Moving to the cosy detective
I believe that amongst the plethora of genres within crime fiction, there are two major divisions. There's the detective story which is slightly removed from reality - the country house murders of the golden age of detective fiction, the genteel criminals of Alexander McCall Smith, the cerebral detective (Morse, Maigret). All of these stories however intriguing they may be, and however realistic in many ways, are removed from the full horror of crime - the victim is often a fairly unsympathetic character, so no reader empathy called for here - the murderer will always be caught, or will at least come to a sticky end, the world thrown into chaos by the crime will be restored, and we can confidently hope that the survivors will all live happily ever after. In many ways this style of fiction is not unrelated to the "cosy catastrophe" of science fiction where, however bad, the apocalypse, the survivors will come smiling through at the end.
Set against this is the more realistic school of detective fiction. Events within these volumes may be as fantastical as those in the cosy detective version, but here there is more emphasis on the blood and gore of crime, the less than genteel detectives, the psychology of the murderer, an attempt to make the reader think that this is really what it is like to be a detective/murderer - in many of these novels there is a tension that suggests that just occasionally criminals do get away with their crimes, that order may not be totally restored. These kind of novels are exemplified by Nordic noir, the hard-boiled detectives of Chandler and Ellroy, and the pathologist fiction of Kathy Reichs and Patricia Cornwell.
Occasionally one novel may move between the two schools, although it will always be most firmly based in one or the other. Even more rarely an author may move from one school to another, and this is what I believe is happening with Kathy Reichs.
Her earlier novels felt breathtakingly realistic, intense, scary, and with an eye for verisimilitude. But as the series has progressed she seems to have moved further away from this. This is certainly true of Mortal Remains (published in the US as Spider bones) When a body is discovered in unusual circumstances near the Canadian/US border, Temperance Brennan is called in to investigate - the body turns out to be that of a former US soldier.....who is supposed to have died 40 years previously in Vietnam. As bodies proliferate Brennan and Ryan have to sort out who's meant to be buried where, while keeping their warring daughters apart on what should be an idyllic trip (except for the bodies and sharks) to Hawaii.

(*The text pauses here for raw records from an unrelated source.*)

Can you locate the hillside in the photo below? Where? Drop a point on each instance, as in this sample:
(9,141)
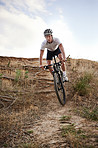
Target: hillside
(30,114)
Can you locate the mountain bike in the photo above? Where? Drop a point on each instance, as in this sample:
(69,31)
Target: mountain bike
(58,81)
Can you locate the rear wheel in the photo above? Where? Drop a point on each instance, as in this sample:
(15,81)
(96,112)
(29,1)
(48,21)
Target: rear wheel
(59,88)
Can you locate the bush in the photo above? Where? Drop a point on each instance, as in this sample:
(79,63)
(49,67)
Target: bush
(82,84)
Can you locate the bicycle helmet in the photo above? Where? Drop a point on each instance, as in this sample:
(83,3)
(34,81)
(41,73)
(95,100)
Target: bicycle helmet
(48,32)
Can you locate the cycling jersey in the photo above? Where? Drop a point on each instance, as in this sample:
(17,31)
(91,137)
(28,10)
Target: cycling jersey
(51,46)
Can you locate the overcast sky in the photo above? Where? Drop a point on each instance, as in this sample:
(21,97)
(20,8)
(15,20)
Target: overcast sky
(74,22)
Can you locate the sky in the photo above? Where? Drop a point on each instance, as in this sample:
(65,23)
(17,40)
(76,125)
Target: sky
(74,22)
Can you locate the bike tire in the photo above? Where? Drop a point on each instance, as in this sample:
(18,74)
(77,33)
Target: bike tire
(59,88)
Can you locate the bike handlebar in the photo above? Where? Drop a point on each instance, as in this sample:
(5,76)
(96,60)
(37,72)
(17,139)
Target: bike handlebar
(47,66)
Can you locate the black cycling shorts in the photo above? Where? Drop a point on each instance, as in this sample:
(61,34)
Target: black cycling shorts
(51,54)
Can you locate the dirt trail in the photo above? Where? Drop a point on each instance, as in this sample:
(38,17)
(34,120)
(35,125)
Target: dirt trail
(41,124)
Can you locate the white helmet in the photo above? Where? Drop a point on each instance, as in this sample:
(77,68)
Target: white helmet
(48,32)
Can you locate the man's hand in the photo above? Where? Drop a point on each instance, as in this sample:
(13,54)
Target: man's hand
(41,66)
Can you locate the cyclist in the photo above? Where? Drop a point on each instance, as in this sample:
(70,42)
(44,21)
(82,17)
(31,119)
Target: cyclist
(54,47)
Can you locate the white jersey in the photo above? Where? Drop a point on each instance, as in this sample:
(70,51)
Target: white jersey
(51,46)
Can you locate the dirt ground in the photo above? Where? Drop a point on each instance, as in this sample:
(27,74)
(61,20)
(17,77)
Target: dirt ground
(30,113)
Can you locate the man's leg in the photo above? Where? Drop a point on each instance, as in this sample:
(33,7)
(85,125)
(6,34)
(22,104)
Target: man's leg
(61,59)
(50,67)
(63,67)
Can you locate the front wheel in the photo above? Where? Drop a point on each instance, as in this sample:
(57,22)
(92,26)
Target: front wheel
(59,88)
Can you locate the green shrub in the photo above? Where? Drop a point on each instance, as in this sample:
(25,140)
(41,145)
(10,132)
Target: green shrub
(90,114)
(18,75)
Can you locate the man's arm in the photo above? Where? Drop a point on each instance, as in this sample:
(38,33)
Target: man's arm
(62,50)
(41,57)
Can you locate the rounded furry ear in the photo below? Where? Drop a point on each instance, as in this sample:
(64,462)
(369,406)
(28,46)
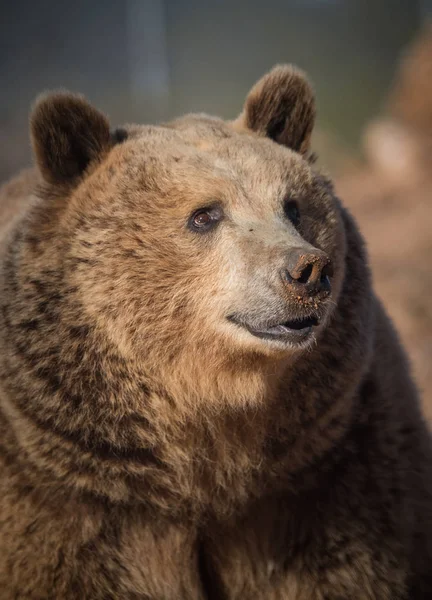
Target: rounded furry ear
(67,135)
(281,106)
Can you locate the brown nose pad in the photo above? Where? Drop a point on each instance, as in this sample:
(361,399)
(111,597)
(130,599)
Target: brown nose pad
(309,271)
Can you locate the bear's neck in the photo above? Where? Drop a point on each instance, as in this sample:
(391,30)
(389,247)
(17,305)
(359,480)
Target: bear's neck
(89,418)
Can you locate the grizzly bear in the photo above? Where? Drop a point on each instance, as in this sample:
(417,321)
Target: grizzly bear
(201,396)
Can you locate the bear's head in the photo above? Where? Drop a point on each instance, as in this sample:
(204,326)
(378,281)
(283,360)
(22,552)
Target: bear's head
(194,249)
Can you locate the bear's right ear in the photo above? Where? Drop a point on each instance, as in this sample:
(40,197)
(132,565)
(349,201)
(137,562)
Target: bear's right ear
(67,135)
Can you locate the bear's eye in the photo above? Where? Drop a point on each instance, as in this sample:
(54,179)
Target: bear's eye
(205,219)
(292,212)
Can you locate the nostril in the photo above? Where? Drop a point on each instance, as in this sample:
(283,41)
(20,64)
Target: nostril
(305,274)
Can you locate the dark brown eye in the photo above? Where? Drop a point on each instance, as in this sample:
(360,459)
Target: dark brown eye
(201,219)
(205,219)
(292,212)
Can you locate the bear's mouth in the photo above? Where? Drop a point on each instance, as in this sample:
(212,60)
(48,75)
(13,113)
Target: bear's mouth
(292,331)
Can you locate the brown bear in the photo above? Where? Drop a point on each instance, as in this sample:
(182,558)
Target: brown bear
(201,396)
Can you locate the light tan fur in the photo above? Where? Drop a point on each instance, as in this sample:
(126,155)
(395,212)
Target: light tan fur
(152,447)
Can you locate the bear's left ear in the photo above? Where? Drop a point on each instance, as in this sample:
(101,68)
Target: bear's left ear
(68,134)
(281,106)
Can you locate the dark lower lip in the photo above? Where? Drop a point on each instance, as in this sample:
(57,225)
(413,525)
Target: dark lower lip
(290,332)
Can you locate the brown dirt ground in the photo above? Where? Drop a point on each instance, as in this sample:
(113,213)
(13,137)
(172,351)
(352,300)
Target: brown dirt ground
(391,196)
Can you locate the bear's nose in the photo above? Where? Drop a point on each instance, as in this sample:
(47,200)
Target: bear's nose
(308,271)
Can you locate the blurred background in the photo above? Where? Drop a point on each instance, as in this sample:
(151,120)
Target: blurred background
(370,62)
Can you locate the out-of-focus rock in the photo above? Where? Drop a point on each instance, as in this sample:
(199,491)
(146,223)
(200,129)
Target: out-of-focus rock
(391,196)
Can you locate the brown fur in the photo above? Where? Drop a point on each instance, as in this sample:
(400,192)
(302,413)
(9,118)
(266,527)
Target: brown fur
(152,449)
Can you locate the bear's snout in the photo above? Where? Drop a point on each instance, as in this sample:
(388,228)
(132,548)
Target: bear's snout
(307,272)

There's lots to recommend in this book. Basic storyline is good, and there's some interesting content on the work of JPAC an organization that works to bring missing US servicemen home. Originally set up to return both POWs and dead servicemen, it now primarily focuses on finding and repatriating the bodies of American military from any theatre of war in which the US lost men over the last 100 years. [Query - was intrigued to discover that there are still a number of missing servicemen from the Cold War - this does not include the Korean or Vietnam wars - so where exactly are they missing from?]
However there are lots of problems too - the body count and coincidences are just not believable, characters are part-developed and then dropped, other characters are developed in ways that don't feel convincing. It just didn't quite work. Tempe was back to nearer her normal Reichs self rather than her Bones version (see earlier post), but Ryan had completely morphed into his Booth counterpart of the TV series. Don't get me wrong - I love David Boreanaz' portrayal of Booth, but it has always been a very different animal to Kathy Reichs' Ryan. To me the books have always been from the "realistic" school of detective fiction, while Bones although sometimes dealing with gruesome subject matter has been nearer the cosy detective strand. Now unfortunately they seem to have merged, with the cosier side taking over. I have a slight preferance for the cosy detective story, but for this series I feel it doesn't really work, I'd rather like the old Brennan and Ryan back.
It's an enjoyable light read, but for Kathy Reichs at her best take a look at some of the earlier volumes in the series.